とはいえ、青天の霹靂ともいえる出来事に、生き残った者の全てが安全圏へ逃げきれた訳では無いので、圏外の若者はある程度の年齢になると、男女関係無く適性検査を受けた後、自衛隊または鉄道会社に徴兵され、衣食住の提供の見返りに貴重な戦力として、生活地域の防衛と国土奪還に駆り出されるのであった。
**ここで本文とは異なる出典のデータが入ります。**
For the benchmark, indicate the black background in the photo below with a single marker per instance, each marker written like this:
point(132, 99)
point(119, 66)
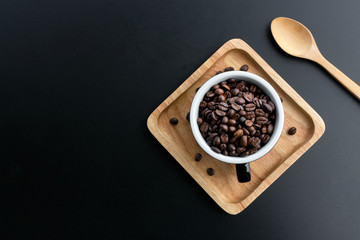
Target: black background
point(78, 80)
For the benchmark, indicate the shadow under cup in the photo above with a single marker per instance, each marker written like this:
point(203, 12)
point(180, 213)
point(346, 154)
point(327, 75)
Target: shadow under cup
point(242, 163)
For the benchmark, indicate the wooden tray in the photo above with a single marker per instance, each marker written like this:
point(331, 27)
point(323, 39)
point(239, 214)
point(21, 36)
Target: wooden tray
point(223, 187)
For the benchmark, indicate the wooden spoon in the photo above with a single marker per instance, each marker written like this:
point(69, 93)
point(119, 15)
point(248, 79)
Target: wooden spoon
point(295, 39)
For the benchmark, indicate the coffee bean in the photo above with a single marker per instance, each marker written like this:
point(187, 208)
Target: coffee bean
point(238, 133)
point(174, 121)
point(270, 128)
point(248, 123)
point(248, 96)
point(219, 91)
point(244, 67)
point(231, 113)
point(224, 138)
point(231, 147)
point(232, 122)
point(222, 98)
point(236, 107)
point(228, 69)
point(243, 141)
point(220, 113)
point(224, 127)
point(250, 107)
point(223, 146)
point(217, 141)
point(292, 131)
point(232, 129)
point(224, 120)
point(198, 157)
point(236, 118)
point(204, 127)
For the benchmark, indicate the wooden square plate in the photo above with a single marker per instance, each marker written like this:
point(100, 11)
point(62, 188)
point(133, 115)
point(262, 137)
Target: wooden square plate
point(223, 186)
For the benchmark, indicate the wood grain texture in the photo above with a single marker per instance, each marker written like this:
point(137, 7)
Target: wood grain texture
point(223, 187)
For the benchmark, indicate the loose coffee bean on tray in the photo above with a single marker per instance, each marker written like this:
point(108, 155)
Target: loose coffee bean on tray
point(174, 121)
point(292, 131)
point(198, 157)
point(210, 171)
point(236, 118)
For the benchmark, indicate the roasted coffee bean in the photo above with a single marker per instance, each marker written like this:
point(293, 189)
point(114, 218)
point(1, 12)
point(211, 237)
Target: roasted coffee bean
point(236, 107)
point(231, 113)
point(210, 94)
point(232, 122)
point(223, 106)
point(253, 88)
point(250, 107)
point(204, 127)
point(266, 139)
point(256, 142)
point(228, 69)
point(261, 120)
point(248, 123)
point(224, 120)
point(174, 121)
point(248, 96)
point(246, 132)
point(244, 67)
point(235, 91)
point(224, 127)
point(259, 112)
point(249, 115)
point(231, 147)
point(220, 113)
point(240, 149)
point(270, 128)
point(240, 101)
point(203, 104)
point(224, 138)
point(219, 91)
point(232, 129)
point(198, 157)
point(236, 114)
point(216, 141)
point(222, 98)
point(267, 107)
point(238, 133)
point(292, 131)
point(243, 141)
point(188, 116)
point(223, 146)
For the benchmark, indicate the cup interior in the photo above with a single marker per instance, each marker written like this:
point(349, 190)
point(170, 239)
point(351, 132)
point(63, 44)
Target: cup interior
point(249, 78)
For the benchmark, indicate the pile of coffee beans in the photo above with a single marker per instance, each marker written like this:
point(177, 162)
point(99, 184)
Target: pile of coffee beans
point(236, 118)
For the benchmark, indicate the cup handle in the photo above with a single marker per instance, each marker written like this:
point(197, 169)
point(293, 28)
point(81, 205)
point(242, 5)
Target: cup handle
point(243, 172)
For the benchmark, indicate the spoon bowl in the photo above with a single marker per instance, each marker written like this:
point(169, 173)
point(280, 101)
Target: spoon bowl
point(295, 39)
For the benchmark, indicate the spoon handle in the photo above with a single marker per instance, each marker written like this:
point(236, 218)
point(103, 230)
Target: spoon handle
point(349, 84)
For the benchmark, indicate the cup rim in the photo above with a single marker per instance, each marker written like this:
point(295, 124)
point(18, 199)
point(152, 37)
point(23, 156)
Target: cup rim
point(250, 78)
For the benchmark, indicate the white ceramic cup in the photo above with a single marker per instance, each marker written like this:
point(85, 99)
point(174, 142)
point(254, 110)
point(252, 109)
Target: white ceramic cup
point(251, 79)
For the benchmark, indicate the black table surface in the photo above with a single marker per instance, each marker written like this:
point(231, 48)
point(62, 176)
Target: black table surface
point(78, 80)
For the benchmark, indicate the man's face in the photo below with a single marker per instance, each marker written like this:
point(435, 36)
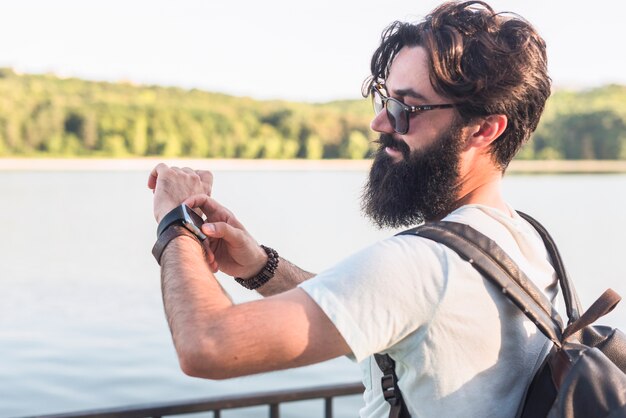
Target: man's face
point(422, 186)
point(414, 176)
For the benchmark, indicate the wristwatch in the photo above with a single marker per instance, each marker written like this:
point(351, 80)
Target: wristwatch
point(185, 216)
point(181, 220)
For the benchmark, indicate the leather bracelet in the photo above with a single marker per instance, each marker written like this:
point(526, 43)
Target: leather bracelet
point(264, 275)
point(167, 236)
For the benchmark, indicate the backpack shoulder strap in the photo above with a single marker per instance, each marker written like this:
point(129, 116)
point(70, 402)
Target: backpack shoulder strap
point(496, 266)
point(391, 391)
point(572, 303)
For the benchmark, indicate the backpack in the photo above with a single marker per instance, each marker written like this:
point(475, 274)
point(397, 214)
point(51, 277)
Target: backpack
point(584, 374)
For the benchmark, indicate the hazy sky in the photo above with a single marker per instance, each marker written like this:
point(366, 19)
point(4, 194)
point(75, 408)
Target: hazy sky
point(314, 50)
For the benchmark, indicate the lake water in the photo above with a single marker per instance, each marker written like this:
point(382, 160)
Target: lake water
point(81, 319)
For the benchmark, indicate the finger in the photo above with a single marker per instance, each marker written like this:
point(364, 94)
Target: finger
point(212, 209)
point(154, 174)
point(233, 236)
point(206, 177)
point(189, 171)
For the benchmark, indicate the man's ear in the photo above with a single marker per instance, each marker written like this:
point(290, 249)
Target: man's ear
point(487, 130)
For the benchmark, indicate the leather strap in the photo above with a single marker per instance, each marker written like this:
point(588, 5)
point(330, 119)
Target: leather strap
point(389, 383)
point(167, 236)
point(573, 306)
point(497, 267)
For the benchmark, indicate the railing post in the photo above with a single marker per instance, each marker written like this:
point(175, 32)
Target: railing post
point(328, 407)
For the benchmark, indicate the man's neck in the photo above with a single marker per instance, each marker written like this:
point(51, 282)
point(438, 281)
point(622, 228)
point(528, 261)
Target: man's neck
point(483, 190)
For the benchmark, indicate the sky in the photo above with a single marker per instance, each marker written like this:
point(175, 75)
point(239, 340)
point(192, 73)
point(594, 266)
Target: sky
point(318, 50)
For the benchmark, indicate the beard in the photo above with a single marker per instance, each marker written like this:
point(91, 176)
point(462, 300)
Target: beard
point(421, 187)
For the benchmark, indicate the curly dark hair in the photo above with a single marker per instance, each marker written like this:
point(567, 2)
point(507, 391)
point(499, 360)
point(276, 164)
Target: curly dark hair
point(487, 63)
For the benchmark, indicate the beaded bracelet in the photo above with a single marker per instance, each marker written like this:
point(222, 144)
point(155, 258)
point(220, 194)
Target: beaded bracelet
point(265, 274)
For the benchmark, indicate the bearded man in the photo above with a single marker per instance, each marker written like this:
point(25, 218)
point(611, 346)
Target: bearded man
point(455, 97)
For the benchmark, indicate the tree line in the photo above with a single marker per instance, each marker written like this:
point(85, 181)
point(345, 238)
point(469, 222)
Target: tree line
point(44, 115)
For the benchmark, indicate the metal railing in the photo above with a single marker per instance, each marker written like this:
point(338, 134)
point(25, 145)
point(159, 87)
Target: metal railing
point(218, 404)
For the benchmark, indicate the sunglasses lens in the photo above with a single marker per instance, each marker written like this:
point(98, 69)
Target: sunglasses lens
point(397, 116)
point(377, 101)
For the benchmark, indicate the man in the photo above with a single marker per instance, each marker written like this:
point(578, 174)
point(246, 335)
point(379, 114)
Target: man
point(455, 97)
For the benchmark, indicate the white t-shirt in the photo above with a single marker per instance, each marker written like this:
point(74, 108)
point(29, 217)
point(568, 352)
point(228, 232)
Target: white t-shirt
point(461, 348)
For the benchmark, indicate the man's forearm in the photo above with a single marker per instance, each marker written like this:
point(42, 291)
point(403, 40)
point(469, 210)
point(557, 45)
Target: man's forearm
point(286, 277)
point(192, 297)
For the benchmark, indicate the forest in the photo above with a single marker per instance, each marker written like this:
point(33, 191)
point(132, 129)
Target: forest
point(48, 116)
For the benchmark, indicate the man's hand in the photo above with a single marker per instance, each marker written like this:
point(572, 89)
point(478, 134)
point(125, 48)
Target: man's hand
point(172, 185)
point(236, 251)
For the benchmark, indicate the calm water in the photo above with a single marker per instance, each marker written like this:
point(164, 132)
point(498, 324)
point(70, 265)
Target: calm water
point(81, 320)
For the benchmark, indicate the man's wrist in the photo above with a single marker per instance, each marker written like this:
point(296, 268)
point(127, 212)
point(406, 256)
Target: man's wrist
point(265, 274)
point(168, 235)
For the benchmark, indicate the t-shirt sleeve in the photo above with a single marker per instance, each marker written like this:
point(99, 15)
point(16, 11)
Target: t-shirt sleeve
point(383, 293)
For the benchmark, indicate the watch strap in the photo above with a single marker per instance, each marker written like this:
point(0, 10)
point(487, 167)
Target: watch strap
point(173, 231)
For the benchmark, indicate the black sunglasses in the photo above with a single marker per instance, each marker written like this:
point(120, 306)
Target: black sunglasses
point(398, 112)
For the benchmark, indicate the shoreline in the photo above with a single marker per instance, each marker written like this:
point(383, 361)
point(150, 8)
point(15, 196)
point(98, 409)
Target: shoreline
point(146, 164)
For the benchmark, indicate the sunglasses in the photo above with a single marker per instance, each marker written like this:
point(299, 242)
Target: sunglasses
point(398, 112)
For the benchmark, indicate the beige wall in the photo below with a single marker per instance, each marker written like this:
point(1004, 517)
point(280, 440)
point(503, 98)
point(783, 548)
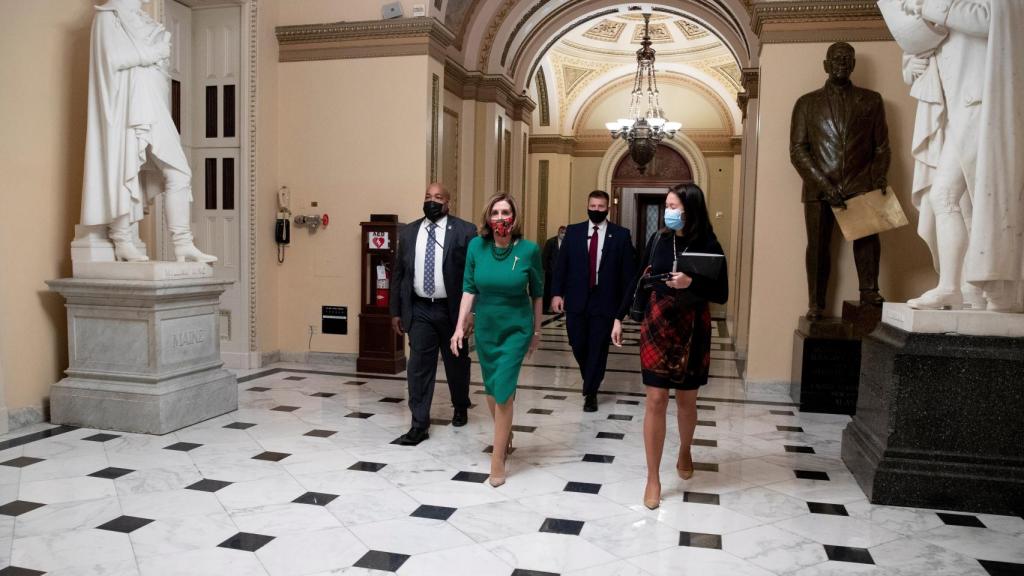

HUMO:「人型多目的用途機体」の略称。その名の通り用途は様々で、身近な所であれば災害現場での救出活動や、生身の人間が入れないような場所での作業に使用される。

大きさも様々で、小さい機体は2m、大きい機体は30mにもなる。

現在は戦闘しながら情報収集する為に複数人搭乗できるタイプもあるとか。